Petaluma healthcare officials hope to complete negotiations for a new Petaluma Valley Hospital lease by next fall, although they acknowledge that the complicated process hinges on St. Joseph Health’s combination with Adventist Health.
The Petaluma Health Care District, which owns the hospital, has been negotiating with St. Joseph for a lease agreement, even as St. Joseph is in talks with Adventist about combining the two companies’ Northern California operations, said Ramona Faith, CEO of the district.
“They’re forming their newco,” Faith said. “That has to be in place before we can finalize our agreement.”
Faith said the district hopes to have a non-binding letter of intent signed with St. Joseph be the beginning of the new year. At that point, the combination of St. Joseph and Adventist would continue, and the health care district would sign a final agreement with the new company. A final lease agreement needs to be approved by voters, which Faith said could happen next summer or fall.
“Once the newco is formed, it’s still going to take time,” she said. “We have to do our fair market valuation (of the hospital). The goal is to move it as quickly as we can.”

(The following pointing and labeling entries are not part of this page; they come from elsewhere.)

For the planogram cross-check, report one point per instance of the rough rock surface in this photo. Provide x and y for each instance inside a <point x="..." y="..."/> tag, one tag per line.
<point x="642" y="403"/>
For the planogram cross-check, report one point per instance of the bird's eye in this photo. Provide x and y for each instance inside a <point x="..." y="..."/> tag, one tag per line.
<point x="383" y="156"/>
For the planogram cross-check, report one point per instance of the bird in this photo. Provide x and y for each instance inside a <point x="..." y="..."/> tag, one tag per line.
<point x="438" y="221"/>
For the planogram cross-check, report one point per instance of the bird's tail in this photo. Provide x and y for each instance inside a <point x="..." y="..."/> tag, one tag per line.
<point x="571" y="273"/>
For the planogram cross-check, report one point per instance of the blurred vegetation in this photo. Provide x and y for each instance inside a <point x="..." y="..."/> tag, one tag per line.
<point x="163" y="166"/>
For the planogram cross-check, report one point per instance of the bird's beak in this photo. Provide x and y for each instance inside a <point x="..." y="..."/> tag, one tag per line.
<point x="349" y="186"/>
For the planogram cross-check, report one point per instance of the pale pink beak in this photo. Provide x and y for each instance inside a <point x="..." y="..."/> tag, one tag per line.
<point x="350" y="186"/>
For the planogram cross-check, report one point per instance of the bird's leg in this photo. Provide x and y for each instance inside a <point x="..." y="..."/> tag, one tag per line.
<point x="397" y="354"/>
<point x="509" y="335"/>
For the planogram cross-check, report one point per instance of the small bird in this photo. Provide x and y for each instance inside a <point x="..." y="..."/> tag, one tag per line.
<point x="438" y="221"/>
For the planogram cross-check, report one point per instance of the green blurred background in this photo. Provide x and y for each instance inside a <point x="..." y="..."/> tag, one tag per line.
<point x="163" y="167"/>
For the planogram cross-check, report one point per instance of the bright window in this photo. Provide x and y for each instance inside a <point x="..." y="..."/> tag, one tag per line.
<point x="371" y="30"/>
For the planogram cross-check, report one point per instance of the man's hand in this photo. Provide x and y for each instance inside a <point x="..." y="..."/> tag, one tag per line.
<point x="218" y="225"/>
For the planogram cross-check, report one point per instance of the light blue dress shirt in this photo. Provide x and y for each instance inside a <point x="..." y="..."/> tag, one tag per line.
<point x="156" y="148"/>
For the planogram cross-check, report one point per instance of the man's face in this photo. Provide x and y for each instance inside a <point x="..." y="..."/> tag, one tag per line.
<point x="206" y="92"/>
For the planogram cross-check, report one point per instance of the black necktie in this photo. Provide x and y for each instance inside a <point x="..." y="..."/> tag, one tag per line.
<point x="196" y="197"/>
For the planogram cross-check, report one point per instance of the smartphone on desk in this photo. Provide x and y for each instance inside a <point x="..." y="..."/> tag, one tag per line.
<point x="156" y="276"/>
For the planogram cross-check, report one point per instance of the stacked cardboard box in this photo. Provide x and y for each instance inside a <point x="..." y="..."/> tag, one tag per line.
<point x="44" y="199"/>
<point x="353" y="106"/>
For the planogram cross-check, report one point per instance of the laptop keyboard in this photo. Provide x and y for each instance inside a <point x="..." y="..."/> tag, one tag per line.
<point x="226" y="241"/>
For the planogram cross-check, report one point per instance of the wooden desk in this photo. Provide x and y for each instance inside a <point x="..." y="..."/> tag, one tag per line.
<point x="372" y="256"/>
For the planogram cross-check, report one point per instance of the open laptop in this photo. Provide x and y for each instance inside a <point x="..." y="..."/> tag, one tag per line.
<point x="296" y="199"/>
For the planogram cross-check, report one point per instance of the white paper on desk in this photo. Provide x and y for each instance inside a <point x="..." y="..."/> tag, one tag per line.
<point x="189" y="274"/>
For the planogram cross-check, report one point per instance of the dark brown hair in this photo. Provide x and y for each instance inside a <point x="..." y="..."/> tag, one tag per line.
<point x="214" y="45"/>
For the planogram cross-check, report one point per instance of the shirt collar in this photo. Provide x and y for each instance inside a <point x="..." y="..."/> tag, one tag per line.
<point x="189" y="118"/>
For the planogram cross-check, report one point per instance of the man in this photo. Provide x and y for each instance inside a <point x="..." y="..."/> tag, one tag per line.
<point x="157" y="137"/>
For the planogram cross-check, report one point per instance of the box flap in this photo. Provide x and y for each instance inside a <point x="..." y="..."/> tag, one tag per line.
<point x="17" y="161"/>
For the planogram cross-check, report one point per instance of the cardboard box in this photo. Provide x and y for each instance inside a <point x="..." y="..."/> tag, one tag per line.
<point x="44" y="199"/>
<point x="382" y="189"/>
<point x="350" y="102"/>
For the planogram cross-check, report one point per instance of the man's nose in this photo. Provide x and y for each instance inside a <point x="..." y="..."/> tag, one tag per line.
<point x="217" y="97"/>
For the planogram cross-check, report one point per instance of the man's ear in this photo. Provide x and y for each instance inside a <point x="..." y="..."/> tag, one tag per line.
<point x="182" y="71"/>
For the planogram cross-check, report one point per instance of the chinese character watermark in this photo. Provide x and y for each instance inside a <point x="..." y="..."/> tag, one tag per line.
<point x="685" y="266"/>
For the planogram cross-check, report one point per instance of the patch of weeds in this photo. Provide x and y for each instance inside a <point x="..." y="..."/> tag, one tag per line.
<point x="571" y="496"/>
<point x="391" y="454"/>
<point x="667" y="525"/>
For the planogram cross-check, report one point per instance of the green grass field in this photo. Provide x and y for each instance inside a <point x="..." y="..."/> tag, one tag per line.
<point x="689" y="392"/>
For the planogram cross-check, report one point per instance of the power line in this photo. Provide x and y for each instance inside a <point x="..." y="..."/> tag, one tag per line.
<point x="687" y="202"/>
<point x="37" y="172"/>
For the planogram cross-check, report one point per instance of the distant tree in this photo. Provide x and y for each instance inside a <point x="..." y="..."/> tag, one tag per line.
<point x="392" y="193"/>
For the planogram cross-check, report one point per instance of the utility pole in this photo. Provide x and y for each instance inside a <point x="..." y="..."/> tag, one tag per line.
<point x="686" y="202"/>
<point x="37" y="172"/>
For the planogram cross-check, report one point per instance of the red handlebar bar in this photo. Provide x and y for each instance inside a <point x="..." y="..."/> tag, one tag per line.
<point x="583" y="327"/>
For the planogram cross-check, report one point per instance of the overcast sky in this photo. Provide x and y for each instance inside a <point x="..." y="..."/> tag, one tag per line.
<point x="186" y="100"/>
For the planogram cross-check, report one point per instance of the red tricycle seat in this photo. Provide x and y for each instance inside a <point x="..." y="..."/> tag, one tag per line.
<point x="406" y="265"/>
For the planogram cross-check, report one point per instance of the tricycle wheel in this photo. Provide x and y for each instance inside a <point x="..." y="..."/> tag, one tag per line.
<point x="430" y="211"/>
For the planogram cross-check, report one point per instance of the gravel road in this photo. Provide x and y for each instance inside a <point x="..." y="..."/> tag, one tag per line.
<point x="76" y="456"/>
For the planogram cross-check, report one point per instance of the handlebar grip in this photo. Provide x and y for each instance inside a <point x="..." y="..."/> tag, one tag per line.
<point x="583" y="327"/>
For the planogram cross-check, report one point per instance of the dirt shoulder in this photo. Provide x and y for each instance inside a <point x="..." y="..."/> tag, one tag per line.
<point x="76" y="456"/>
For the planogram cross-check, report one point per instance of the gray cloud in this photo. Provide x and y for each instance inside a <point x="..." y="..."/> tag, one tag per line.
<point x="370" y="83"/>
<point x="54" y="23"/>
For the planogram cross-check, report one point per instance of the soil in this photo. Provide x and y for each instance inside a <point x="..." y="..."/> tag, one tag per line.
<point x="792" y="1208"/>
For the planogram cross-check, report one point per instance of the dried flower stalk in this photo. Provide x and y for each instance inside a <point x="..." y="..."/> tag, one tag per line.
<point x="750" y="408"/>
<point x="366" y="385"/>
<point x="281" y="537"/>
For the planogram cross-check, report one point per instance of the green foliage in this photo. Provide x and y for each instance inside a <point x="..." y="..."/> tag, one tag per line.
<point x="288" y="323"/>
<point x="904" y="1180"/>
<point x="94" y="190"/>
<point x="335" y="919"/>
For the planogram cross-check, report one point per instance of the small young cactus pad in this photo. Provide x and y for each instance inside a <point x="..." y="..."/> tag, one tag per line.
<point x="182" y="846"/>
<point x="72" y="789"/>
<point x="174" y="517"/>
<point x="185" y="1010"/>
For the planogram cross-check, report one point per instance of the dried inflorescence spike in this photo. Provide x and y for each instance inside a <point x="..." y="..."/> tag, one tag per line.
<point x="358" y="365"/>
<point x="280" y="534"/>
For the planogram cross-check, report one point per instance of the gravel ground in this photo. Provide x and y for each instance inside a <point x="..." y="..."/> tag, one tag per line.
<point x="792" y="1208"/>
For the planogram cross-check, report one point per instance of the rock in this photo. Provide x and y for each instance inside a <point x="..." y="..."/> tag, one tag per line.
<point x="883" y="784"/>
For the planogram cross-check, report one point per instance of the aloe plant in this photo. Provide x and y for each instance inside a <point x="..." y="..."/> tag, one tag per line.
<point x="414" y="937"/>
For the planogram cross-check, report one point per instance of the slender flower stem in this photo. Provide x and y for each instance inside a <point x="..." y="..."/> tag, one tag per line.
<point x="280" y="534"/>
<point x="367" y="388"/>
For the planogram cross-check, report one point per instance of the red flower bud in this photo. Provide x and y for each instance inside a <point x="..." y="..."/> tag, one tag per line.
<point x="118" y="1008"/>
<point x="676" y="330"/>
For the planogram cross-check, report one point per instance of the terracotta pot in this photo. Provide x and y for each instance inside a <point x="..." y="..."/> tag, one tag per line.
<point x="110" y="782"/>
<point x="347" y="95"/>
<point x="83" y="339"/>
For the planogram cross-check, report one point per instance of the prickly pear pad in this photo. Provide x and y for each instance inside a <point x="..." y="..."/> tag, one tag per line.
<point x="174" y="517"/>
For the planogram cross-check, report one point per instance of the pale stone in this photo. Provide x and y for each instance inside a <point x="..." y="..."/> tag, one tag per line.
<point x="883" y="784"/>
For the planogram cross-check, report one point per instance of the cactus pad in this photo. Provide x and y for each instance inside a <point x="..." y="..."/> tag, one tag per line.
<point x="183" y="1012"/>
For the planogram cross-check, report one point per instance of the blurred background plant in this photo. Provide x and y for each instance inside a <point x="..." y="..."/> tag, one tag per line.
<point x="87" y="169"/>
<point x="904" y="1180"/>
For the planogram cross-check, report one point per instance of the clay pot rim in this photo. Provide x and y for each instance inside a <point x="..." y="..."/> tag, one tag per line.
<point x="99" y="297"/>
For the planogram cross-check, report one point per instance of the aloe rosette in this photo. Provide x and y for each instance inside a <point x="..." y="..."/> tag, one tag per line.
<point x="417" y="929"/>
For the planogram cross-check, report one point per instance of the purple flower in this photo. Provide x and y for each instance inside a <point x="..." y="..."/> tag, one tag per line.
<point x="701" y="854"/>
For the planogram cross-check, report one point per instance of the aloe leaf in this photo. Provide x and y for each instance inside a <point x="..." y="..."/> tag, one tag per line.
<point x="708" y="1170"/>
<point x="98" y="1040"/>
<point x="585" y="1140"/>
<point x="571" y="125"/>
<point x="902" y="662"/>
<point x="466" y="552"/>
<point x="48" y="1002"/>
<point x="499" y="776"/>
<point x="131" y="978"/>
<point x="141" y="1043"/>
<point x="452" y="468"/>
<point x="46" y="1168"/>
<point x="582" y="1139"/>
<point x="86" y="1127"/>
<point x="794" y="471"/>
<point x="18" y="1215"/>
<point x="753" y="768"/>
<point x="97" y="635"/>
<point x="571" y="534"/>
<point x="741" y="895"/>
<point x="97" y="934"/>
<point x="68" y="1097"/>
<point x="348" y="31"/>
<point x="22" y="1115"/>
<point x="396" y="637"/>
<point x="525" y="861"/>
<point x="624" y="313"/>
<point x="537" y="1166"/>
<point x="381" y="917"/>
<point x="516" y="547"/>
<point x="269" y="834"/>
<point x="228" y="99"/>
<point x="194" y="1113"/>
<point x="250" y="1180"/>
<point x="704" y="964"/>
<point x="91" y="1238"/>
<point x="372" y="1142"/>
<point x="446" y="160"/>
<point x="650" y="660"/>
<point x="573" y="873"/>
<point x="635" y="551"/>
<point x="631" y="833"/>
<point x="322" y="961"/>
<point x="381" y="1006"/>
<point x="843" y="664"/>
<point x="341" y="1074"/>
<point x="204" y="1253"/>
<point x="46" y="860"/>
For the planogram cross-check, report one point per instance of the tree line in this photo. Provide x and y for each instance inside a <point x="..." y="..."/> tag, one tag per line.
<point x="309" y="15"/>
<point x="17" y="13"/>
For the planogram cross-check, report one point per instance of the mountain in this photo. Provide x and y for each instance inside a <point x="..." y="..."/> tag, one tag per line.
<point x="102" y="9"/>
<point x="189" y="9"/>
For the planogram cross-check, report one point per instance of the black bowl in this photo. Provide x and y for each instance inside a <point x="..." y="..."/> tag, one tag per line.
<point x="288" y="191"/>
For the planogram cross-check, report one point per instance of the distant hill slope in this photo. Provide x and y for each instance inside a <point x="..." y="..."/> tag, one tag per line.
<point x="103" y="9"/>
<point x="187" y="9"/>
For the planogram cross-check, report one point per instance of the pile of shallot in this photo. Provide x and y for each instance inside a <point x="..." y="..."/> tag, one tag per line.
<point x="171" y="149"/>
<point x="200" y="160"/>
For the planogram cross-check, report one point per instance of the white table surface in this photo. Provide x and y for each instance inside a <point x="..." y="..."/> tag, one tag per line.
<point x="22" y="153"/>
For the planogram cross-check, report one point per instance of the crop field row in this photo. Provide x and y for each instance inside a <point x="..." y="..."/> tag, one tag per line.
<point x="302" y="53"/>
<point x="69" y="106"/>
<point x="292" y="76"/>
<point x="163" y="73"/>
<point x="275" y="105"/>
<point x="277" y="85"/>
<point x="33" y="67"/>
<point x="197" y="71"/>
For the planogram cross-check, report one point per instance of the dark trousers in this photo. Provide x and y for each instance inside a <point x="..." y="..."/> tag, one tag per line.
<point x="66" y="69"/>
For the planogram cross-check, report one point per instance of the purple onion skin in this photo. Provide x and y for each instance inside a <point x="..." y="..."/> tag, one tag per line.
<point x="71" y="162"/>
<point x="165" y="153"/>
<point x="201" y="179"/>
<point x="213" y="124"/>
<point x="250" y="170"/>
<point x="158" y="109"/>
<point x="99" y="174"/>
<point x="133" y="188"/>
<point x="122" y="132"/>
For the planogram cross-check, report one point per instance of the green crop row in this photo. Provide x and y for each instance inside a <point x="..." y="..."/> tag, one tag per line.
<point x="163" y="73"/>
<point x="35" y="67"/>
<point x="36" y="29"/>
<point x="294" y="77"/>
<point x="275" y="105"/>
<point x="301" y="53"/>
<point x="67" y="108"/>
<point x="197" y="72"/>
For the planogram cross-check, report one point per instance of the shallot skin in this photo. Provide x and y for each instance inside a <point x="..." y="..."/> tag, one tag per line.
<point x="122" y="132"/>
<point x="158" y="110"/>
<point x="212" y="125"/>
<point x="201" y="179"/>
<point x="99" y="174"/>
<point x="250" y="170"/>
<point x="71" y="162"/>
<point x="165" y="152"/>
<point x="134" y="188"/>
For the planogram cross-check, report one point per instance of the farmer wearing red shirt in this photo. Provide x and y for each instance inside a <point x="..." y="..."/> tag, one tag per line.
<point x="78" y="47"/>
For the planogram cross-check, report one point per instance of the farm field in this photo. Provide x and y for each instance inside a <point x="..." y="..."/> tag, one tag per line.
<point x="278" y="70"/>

Vanessa deGier, executive director of marketing and communications for St. Joseph, said the joint operating company with Adventist “is currently undergoing regulatory review.” She said the company and the district have a draft letter of intent ready to go.
“St. Joseph Health and Petaluma Health Care District leadership concluded a series of negotiation sessions in September. A letter of intent has been drafted, which we hope to complete by the end of 2018,” she said in an email. “In the meantime, SJH has agreed to continue to lease and operate the hospital until December 2019.”
St. Joseph’s 20-year hospital lease expired at the beginning of last year, and the company has stayed on in the interim while a new lease agreement has been negotiated. Talks with St. Joseph originally broke down over financial terms and an unwillingness by the Catholic healthcare company to provide some female reproductive health services.
The district then relaunched its search for a hospital operator, settling on Southern California-based Paladin Health. But complications soon emerged over Paladin’s lack of a required electronic medical records system.
Three years into the process, the health care district is back negotiating with St. Joseph, and is closing in on an agreement, Faith said. The new combined health care company will be able to perform the female health procedures that St. Joseph wouldn’t do, she said.
“That solves that problem,” she said.
The final agreement with the new entity will likely be ratified by a new health care district board. Voters on Nov. 6 will fill two seats on the board. Incumbent Joe Stern is running for reelection, and longtime board member Josephine Thornton is stepping down. Two challengers are running for seats on the board — Gabriella Ambrosi and Crista Barnett Chelemedos.